Il y a quelques années, nous avons reçu une longue lettre d’un célèbre enseignant d’aïkido. Elle constituait une critique sévère à notre égard, du fait de recherches majoritairement consacrées au Daito-ryu, de la publication d’articles et de prises de positions critiques vis-à-vis du fondateur, soit une conduite “inacceptable et préjudiciable” à l’aïkido. La lecture de ce type de lettre nous était très désagréable, mais nous pensions aussi qu’il était de notre devoir de les publier dans le magazine.
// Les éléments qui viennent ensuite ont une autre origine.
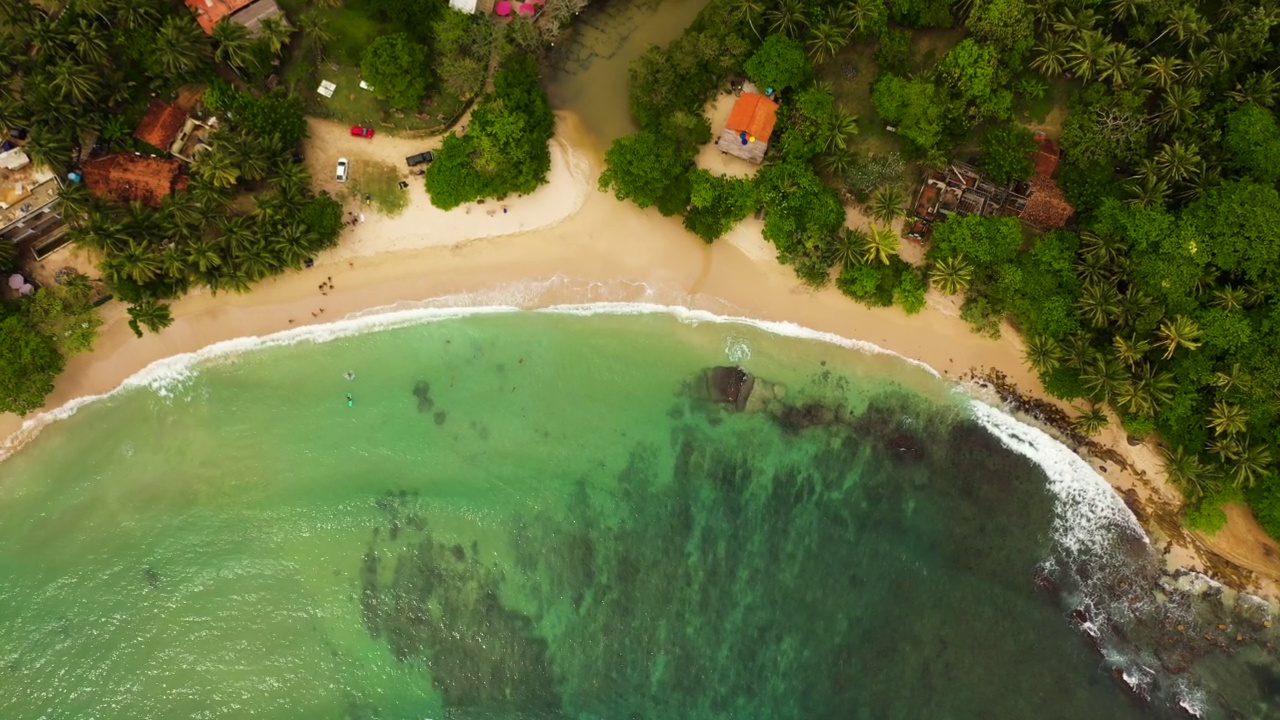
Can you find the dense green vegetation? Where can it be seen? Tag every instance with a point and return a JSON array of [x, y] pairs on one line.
[[1159, 308], [504, 147]]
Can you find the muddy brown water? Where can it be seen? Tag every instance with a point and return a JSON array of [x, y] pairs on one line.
[[590, 65]]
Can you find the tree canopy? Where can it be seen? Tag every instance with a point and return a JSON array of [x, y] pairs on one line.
[[398, 69]]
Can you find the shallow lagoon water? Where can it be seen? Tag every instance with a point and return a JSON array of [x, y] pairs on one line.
[[542, 515]]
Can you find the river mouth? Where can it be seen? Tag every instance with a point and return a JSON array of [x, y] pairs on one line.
[[590, 64]]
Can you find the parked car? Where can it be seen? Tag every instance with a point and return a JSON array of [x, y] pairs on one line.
[[420, 158]]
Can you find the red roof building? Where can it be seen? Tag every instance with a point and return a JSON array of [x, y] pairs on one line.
[[749, 126], [161, 124], [127, 178], [209, 12]]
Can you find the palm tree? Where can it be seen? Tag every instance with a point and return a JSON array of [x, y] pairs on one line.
[[951, 276], [844, 126], [1178, 332], [787, 18], [748, 10], [880, 245], [1178, 108], [1098, 302], [179, 48], [1092, 420], [824, 41], [275, 33], [1164, 71], [1051, 57], [73, 81], [1084, 54], [1127, 9], [1234, 377], [887, 204], [1179, 162], [849, 249], [1226, 419], [232, 44], [1252, 461], [1130, 350], [1105, 377], [1187, 472], [1043, 354], [1147, 191], [1118, 64], [150, 314], [315, 31]]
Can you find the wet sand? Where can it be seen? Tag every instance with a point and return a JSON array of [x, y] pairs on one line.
[[612, 251]]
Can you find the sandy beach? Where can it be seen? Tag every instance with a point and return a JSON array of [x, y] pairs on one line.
[[567, 242]]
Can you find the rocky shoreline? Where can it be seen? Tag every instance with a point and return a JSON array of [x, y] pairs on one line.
[[1160, 618]]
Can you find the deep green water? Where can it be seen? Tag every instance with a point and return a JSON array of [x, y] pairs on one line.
[[533, 515]]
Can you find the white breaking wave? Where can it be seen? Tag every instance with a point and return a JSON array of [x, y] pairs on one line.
[[1087, 507]]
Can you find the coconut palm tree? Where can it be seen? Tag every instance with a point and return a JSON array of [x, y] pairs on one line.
[[1178, 108], [1187, 472], [1091, 422], [232, 44], [315, 31], [842, 127], [1124, 10], [1147, 191], [1226, 419], [1164, 71], [1252, 461], [1105, 377], [73, 81], [1118, 64], [880, 246], [275, 32], [951, 276], [1051, 55], [745, 10], [824, 41], [1043, 354], [1130, 350], [849, 247], [1179, 162], [150, 314], [1178, 332], [1098, 302], [179, 48], [1084, 53], [1232, 378], [787, 18], [887, 204]]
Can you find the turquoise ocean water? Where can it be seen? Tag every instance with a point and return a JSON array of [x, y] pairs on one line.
[[528, 515]]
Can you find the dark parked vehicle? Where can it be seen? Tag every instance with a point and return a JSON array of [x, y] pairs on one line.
[[420, 158]]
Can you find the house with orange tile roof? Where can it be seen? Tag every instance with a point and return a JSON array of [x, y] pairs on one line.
[[128, 178], [248, 13], [161, 124], [749, 126]]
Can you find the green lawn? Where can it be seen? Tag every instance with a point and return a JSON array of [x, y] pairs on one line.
[[379, 182], [352, 32]]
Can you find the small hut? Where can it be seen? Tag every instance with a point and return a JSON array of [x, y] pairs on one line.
[[750, 123]]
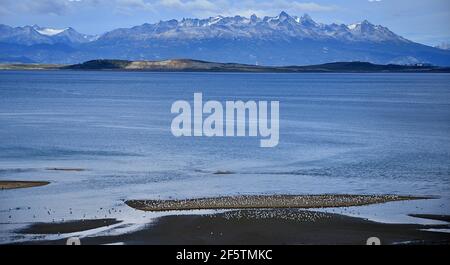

Il y a des années, nous avons démarré la publication d’un magazine et nous nous sommes peu à peu aperçus que, comme l’affirme cet ancien dicton : “Lorsque l’on juge les gens, il faut s’attendre à être jugé”. Aussi, face aux critiques qui nous étaient adressées, nous avons essayé de rester ouverts pour finalement les utiliser comme outil de progression, ainsi que nous aurions pu le faire face à une attaque de sabre. C’est avec cette approche que nous avons tenté d’aller de l’avant. Et c’est pourquoi, aujourd’hui encore, nous comptons sur l’opinion sans détour de nos lecteurs.